Entiendo que el Ciudadano Valls no haya querido esperar al próximo Sant Jordi para publicar su biografía. Si no consigue situarse entre los más leídos es mejor no tentar a la suerte porque el alcaldable de las élites no gestiona bien los fracasos políticos a pesar de que encadena unos cuantos. Hace pocos días presentó en Barcelona el libro Manuel Valls, vuelvo a casa de la mano de Mario Vargas Llosa, otro gran patricio demócrata venido a menos desde que se habla más de su nueva esposa que de su última novela. El negro debe de haber escrito el libro a toda prisa y hay que felicitarlo por la proeza porque trabajar a las órdenes de un ególatra no tiene precio.

El relato es una primera aproximación fascinante al que será su programa electoral y tendría que ser lectura obligada de la hAda Colau si le abandona la inspiración.

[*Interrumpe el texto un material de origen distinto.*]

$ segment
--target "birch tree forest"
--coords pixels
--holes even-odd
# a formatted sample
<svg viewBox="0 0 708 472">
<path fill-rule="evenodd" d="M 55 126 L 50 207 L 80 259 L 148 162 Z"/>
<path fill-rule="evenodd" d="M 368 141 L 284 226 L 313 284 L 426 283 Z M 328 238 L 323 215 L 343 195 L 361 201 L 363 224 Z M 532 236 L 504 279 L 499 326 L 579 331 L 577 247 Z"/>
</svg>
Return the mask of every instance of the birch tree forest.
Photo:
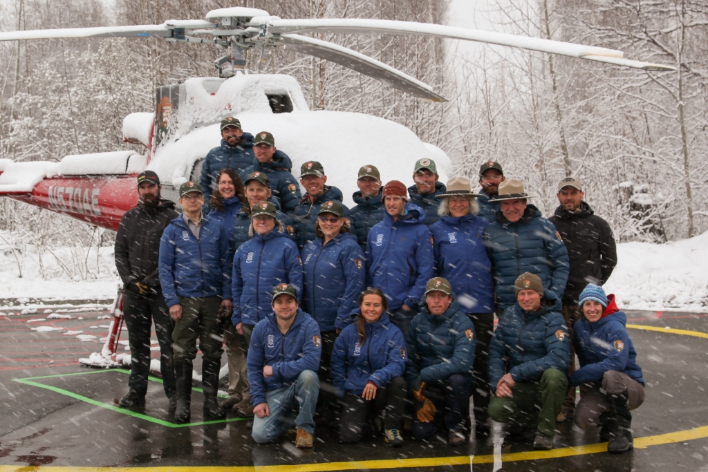
<svg viewBox="0 0 708 472">
<path fill-rule="evenodd" d="M 586 201 L 610 222 L 619 241 L 675 241 L 708 229 L 708 3 L 498 2 L 486 13 L 498 31 L 620 49 L 678 71 L 493 47 L 462 62 L 451 53 L 452 40 L 377 35 L 317 37 L 402 70 L 449 101 L 415 99 L 282 50 L 249 52 L 247 68 L 295 76 L 312 110 L 355 111 L 404 125 L 446 151 L 455 175 L 473 182 L 481 163 L 498 161 L 508 178 L 524 180 L 544 216 L 557 206 L 559 180 L 573 175 L 583 180 Z M 283 18 L 443 24 L 448 9 L 445 0 L 7 0 L 0 3 L 0 28 L 161 23 L 237 6 Z M 0 43 L 0 159 L 52 161 L 127 149 L 122 118 L 152 111 L 156 86 L 215 75 L 216 57 L 213 46 L 156 39 Z M 9 199 L 0 207 L 6 238 L 47 247 L 112 244 L 110 231 Z"/>
</svg>

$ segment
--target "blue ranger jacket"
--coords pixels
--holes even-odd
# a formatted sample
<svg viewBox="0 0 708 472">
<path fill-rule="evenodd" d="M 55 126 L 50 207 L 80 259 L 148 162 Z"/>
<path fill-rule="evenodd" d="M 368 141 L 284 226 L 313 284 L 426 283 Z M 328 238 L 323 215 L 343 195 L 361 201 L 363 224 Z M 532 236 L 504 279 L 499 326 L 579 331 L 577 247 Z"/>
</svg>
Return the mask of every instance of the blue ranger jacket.
<svg viewBox="0 0 708 472">
<path fill-rule="evenodd" d="M 432 226 L 435 272 L 452 286 L 464 313 L 494 311 L 491 263 L 484 246 L 484 229 L 489 223 L 480 217 L 442 217 Z"/>
<path fill-rule="evenodd" d="M 526 207 L 515 223 L 510 223 L 500 212 L 496 221 L 484 230 L 484 243 L 492 263 L 498 309 L 516 304 L 514 282 L 525 272 L 541 277 L 544 299 L 556 300 L 560 309 L 570 273 L 568 251 L 556 227 L 541 217 L 536 207 Z"/>
<path fill-rule="evenodd" d="M 273 311 L 273 287 L 290 284 L 302 294 L 302 264 L 297 246 L 274 229 L 256 234 L 234 256 L 234 325 L 255 325 Z"/>
<path fill-rule="evenodd" d="M 438 214 L 438 207 L 440 206 L 440 201 L 435 198 L 435 195 L 440 195 L 447 191 L 447 188 L 442 182 L 435 183 L 435 191 L 433 193 L 420 194 L 418 188 L 415 185 L 408 188 L 408 193 L 411 195 L 411 202 L 413 203 L 423 209 L 426 212 L 426 224 L 428 226 L 437 223 L 440 217 Z"/>
<path fill-rule="evenodd" d="M 232 299 L 229 234 L 221 224 L 205 217 L 199 239 L 181 214 L 165 228 L 160 239 L 158 268 L 168 306 L 180 297 L 222 297 Z"/>
<path fill-rule="evenodd" d="M 416 309 L 435 275 L 433 236 L 425 221 L 423 209 L 409 203 L 396 222 L 386 213 L 369 231 L 367 273 L 372 286 L 386 295 L 390 311 L 404 304 Z"/>
<path fill-rule="evenodd" d="M 332 351 L 332 384 L 340 398 L 345 392 L 361 396 L 367 383 L 386 386 L 406 370 L 406 343 L 401 330 L 384 313 L 376 323 L 365 323 L 366 341 L 360 345 L 357 323 L 341 332 Z"/>
<path fill-rule="evenodd" d="M 209 206 L 212 191 L 216 183 L 217 175 L 222 168 L 228 168 L 236 171 L 237 174 L 253 163 L 253 135 L 244 132 L 241 137 L 241 142 L 236 146 L 229 146 L 222 139 L 218 147 L 207 153 L 202 163 L 202 173 L 199 178 L 199 185 L 204 190 L 204 206 Z"/>
<path fill-rule="evenodd" d="M 302 197 L 295 211 L 292 214 L 293 219 L 295 220 L 295 232 L 297 234 L 297 247 L 302 250 L 305 244 L 317 238 L 315 234 L 314 224 L 317 222 L 317 212 L 319 207 L 325 202 L 329 200 L 342 201 L 342 192 L 336 187 L 324 186 L 324 191 L 322 195 L 314 199 L 314 202 L 310 202 L 307 194 Z M 344 217 L 349 217 L 349 209 L 344 207 Z"/>
<path fill-rule="evenodd" d="M 364 253 L 353 235 L 338 234 L 323 248 L 323 238 L 302 250 L 302 304 L 323 333 L 343 329 L 366 288 Z"/>
<path fill-rule="evenodd" d="M 571 374 L 571 385 L 602 384 L 609 370 L 622 372 L 644 384 L 636 350 L 627 332 L 627 315 L 617 309 L 615 295 L 607 296 L 603 317 L 590 323 L 584 316 L 573 328 L 573 345 L 580 359 L 580 369 Z"/>
<path fill-rule="evenodd" d="M 251 403 L 266 401 L 266 393 L 290 386 L 303 371 L 316 372 L 322 355 L 319 327 L 307 313 L 297 309 L 295 319 L 285 334 L 280 333 L 273 312 L 253 328 L 246 364 L 251 384 Z M 273 375 L 263 376 L 263 367 Z"/>
<path fill-rule="evenodd" d="M 349 210 L 349 220 L 352 222 L 352 231 L 356 234 L 359 246 L 365 253 L 369 231 L 375 224 L 384 220 L 384 214 L 386 213 L 386 208 L 381 200 L 382 190 L 383 187 L 379 189 L 379 195 L 370 198 L 362 197 L 360 190 L 355 192 L 352 195 L 356 206 Z"/>
<path fill-rule="evenodd" d="M 472 372 L 477 337 L 467 316 L 453 297 L 442 315 L 430 314 L 428 306 L 411 322 L 406 343 L 409 359 L 406 376 L 413 385 L 420 376 L 428 384 L 442 381 L 453 374 Z"/>
<path fill-rule="evenodd" d="M 290 173 L 292 162 L 287 154 L 278 150 L 273 155 L 273 162 L 261 163 L 255 157 L 253 163 L 244 169 L 239 175 L 244 182 L 253 172 L 262 172 L 268 175 L 270 182 L 273 196 L 280 202 L 280 207 L 286 212 L 295 209 L 302 197 L 300 186 L 295 176 Z"/>
<path fill-rule="evenodd" d="M 570 340 L 563 316 L 542 305 L 525 311 L 517 303 L 504 311 L 489 343 L 489 387 L 506 372 L 517 382 L 538 380 L 554 367 L 565 372 L 570 359 Z"/>
</svg>

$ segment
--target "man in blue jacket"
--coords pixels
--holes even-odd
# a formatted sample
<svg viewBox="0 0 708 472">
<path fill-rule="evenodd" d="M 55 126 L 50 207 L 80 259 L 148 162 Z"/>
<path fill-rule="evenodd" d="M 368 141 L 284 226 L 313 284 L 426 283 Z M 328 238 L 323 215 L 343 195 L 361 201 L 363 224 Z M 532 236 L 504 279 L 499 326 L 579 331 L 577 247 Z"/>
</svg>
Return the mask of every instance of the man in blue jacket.
<svg viewBox="0 0 708 472">
<path fill-rule="evenodd" d="M 408 332 L 434 274 L 433 235 L 425 225 L 426 213 L 408 203 L 406 185 L 392 180 L 382 192 L 384 221 L 369 231 L 367 273 L 371 285 L 386 295 L 391 321 Z"/>
<path fill-rule="evenodd" d="M 436 277 L 426 284 L 423 309 L 411 324 L 406 344 L 406 376 L 416 401 L 413 435 L 427 439 L 444 425 L 451 445 L 463 444 L 476 336 L 447 280 Z"/>
<path fill-rule="evenodd" d="M 411 201 L 423 209 L 426 212 L 426 225 L 430 226 L 440 219 L 438 214 L 440 200 L 435 196 L 447 191 L 442 182 L 438 182 L 438 168 L 433 159 L 423 158 L 418 159 L 413 171 L 413 181 L 415 185 L 408 188 L 411 194 Z"/>
<path fill-rule="evenodd" d="M 514 284 L 517 302 L 499 319 L 489 344 L 489 416 L 523 432 L 538 423 L 534 447 L 553 449 L 556 417 L 568 387 L 570 340 L 563 316 L 543 304 L 541 278 L 525 272 Z M 512 433 L 513 434 L 513 433 Z"/>
<path fill-rule="evenodd" d="M 244 133 L 241 127 L 241 122 L 234 117 L 222 120 L 219 127 L 222 141 L 218 147 L 208 153 L 202 163 L 202 173 L 199 183 L 205 195 L 205 207 L 209 207 L 212 191 L 217 184 L 217 175 L 224 167 L 234 169 L 240 174 L 244 169 L 253 163 L 253 136 Z"/>
<path fill-rule="evenodd" d="M 315 223 L 320 206 L 329 200 L 342 201 L 342 191 L 336 187 L 325 185 L 326 182 L 324 168 L 316 161 L 308 161 L 300 166 L 300 183 L 306 193 L 292 215 L 297 234 L 297 248 L 300 251 L 305 244 L 317 237 Z M 349 218 L 349 209 L 342 206 L 345 218 Z"/>
<path fill-rule="evenodd" d="M 246 362 L 256 415 L 251 435 L 259 444 L 286 432 L 295 409 L 295 447 L 312 447 L 322 340 L 317 323 L 299 309 L 297 297 L 291 285 L 275 286 L 273 313 L 256 325 L 251 338 Z"/>
<path fill-rule="evenodd" d="M 541 217 L 520 180 L 510 179 L 499 186 L 501 211 L 484 230 L 496 292 L 498 316 L 516 304 L 514 283 L 525 272 L 541 277 L 544 298 L 561 309 L 563 291 L 570 272 L 568 251 L 553 224 Z"/>
<path fill-rule="evenodd" d="M 352 231 L 356 234 L 362 251 L 366 253 L 366 239 L 371 228 L 384 219 L 386 209 L 382 200 L 381 175 L 374 166 L 363 166 L 359 169 L 355 192 L 352 199 L 356 206 L 349 212 Z"/>
<path fill-rule="evenodd" d="M 229 234 L 221 223 L 202 214 L 204 196 L 198 183 L 186 182 L 179 188 L 184 212 L 170 222 L 160 240 L 160 284 L 170 317 L 177 386 L 175 420 L 190 418 L 192 362 L 197 357 L 197 338 L 202 351 L 204 415 L 222 419 L 217 403 L 221 336 L 219 316 L 232 309 L 229 261 Z"/>
<path fill-rule="evenodd" d="M 241 180 L 245 182 L 253 172 L 267 174 L 273 196 L 280 204 L 280 208 L 288 213 L 294 211 L 302 197 L 297 180 L 290 173 L 292 168 L 290 158 L 275 148 L 275 139 L 267 131 L 256 135 L 253 153 L 256 159 L 241 172 Z"/>
</svg>

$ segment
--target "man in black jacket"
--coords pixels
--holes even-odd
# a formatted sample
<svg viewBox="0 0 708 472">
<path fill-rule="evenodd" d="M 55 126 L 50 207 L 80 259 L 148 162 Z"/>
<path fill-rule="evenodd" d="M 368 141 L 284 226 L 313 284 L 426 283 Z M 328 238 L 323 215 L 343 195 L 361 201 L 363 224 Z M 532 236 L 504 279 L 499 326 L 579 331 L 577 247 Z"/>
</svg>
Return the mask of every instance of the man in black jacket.
<svg viewBox="0 0 708 472">
<path fill-rule="evenodd" d="M 115 236 L 115 267 L 123 282 L 123 313 L 130 345 L 128 393 L 118 401 L 122 407 L 143 405 L 150 371 L 150 328 L 160 343 L 160 372 L 169 408 L 176 405 L 172 362 L 172 321 L 160 287 L 157 263 L 160 238 L 177 217 L 174 203 L 160 198 L 160 179 L 152 171 L 137 178 L 140 200 L 120 220 Z"/>
<path fill-rule="evenodd" d="M 578 298 L 589 284 L 602 285 L 617 265 L 617 247 L 610 225 L 597 216 L 583 201 L 585 193 L 580 179 L 566 177 L 558 184 L 560 206 L 549 218 L 563 238 L 571 262 L 571 273 L 563 294 L 563 317 L 571 339 L 573 325 L 578 319 Z M 571 362 L 568 374 L 575 372 L 575 352 L 571 345 Z M 576 391 L 571 388 L 558 416 L 565 421 L 575 412 Z"/>
</svg>

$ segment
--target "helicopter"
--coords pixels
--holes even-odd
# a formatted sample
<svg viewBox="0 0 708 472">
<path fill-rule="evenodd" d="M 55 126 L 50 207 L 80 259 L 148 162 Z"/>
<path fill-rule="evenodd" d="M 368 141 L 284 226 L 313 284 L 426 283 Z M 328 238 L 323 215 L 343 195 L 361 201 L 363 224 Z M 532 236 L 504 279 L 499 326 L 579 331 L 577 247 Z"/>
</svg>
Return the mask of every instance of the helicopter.
<svg viewBox="0 0 708 472">
<path fill-rule="evenodd" d="M 205 20 L 170 20 L 160 25 L 36 30 L 0 33 L 0 40 L 68 38 L 160 38 L 168 42 L 215 44 L 228 52 L 214 65 L 217 77 L 189 79 L 156 91 L 155 110 L 135 113 L 123 120 L 127 142 L 142 144 L 133 151 L 64 156 L 58 162 L 13 162 L 0 159 L 0 196 L 68 215 L 98 226 L 116 229 L 122 214 L 137 203 L 135 177 L 149 169 L 162 182 L 162 197 L 176 202 L 179 185 L 198 180 L 208 151 L 219 145 L 218 123 L 227 116 L 239 119 L 244 129 L 273 134 L 278 149 L 297 168 L 319 161 L 338 175 L 355 175 L 365 163 L 375 163 L 382 175 L 412 168 L 419 159 L 435 160 L 441 180 L 451 170 L 447 154 L 421 142 L 408 128 L 360 113 L 311 111 L 297 81 L 283 74 L 245 69 L 245 52 L 256 47 L 284 47 L 352 69 L 413 97 L 444 101 L 430 86 L 380 61 L 353 50 L 299 33 L 418 35 L 524 48 L 549 54 L 636 68 L 673 71 L 658 64 L 627 59 L 621 51 L 536 38 L 430 23 L 369 19 L 281 19 L 264 10 L 232 7 L 212 10 Z M 327 136 L 316 146 L 302 137 L 318 129 Z M 396 142 L 382 149 L 362 143 Z M 357 149 L 348 156 L 343 149 Z M 355 179 L 341 183 L 351 195 Z M 345 201 L 346 203 L 346 200 Z"/>
</svg>

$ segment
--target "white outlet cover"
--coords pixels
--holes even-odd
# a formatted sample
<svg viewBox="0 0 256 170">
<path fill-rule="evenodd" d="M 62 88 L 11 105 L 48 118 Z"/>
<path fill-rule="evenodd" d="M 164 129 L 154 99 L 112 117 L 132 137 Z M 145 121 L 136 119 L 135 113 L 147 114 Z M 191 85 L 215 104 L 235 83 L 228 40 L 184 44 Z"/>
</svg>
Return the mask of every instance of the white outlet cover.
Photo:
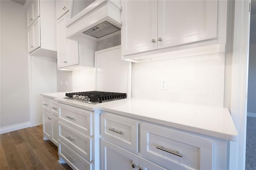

El ex-ministro francés debe de haber leído en La Vanguardia que el acceso a la vivienda es la gran preocupación de los barceloneses y que en la ciudad hay poco suelo disponible, por eso propone la construcción de rascacielos como respuesta a la falta de pisos. Gran idea. Lo que no acaba de concretar en su propuesta porciolista de “crecer hacia arriba” es si la suya es la vía Manhattan o la vía banlieue. Visto su pedigrí, yo no descartaría que fuera la segunda porque la mayoría de los barceloneses que buscan desesperadamente una vivienda asequible son pobres.

El Ciudadano Valls es gato viejo de la política y, por tanto, un hábil equilibrista. Por eso es republicano en Francia y monárquico en España. “Hoy ser republicano en el mundo, en Europa y en España no es oponerse a la monarquía, es oponerse a la tiranía”, asegura. Es igual que monarquía y tiranía hayan ido históricamente de la mano y que la monarquía borbónica que él defiende con la vehemencia de un converso la pusiera un dictador. El martillo de herejes de inmigrantes pobres no puede contener su ramalazo de estadista frustrado y se pierde divagando sobre un plan marshall europeo para el continente africano y rememorando su relación con Obama y Merkel. Se nota que el vestido de alcaldable le viene pequeño.

La gestión de la hAda Colau es el centro de sus dardos envenenados. “La ciudad está más sucia y no es tan segura como lo era antes”, insiste obviando el impacto que el turismo masificado tiene en este escenario apocalíptico y dejando claro que el discurso de la inseguridad de la extrema derecha europea será el eje central de su campaña. Ya sabemos que las buenas noticias no compran votos, pero el Ciudadano Valls tendría que leerse la obra del médico y educador sueco Hans Rosling. Como mínimo le cambiaría esta cara de pocos amigos que gasta. Le resumiré las líneas básicas del pensamiento optimista de Rosling en una sola frase: “La mayoría de la gente, incluidos políticos y expertos, opina a la ligera sobre el estado del mundo sin tener datos ni estadísticas reales para juzgar”.

Se nota que el Ciudadano Valls no es feliz porque su sonrisa de la portada es una mueca y en la distancia corta siempre está a la defensiva. El vendedor de humo cae continuamente en contradicciones argumentales que le humanizan y a duras penas puede disimular que él es el candidato de Ciudadanos y no el líder de una plataforma fantasma formada por “catalanistas moderados, socialistas y gente de centro derecha”. Una tensa entrevista en el Huffington Post donde el periodista le pregunta sobre la utilización que el partido de Albert Rivera hace del populismo revela la cara más temible –la de verdad- del antiguo vecino de Horta. A su lado, el terrible Darth Vader es Bambi. Así que será mejor no perderle de vista no sea el caso que acabe siendo alcalde.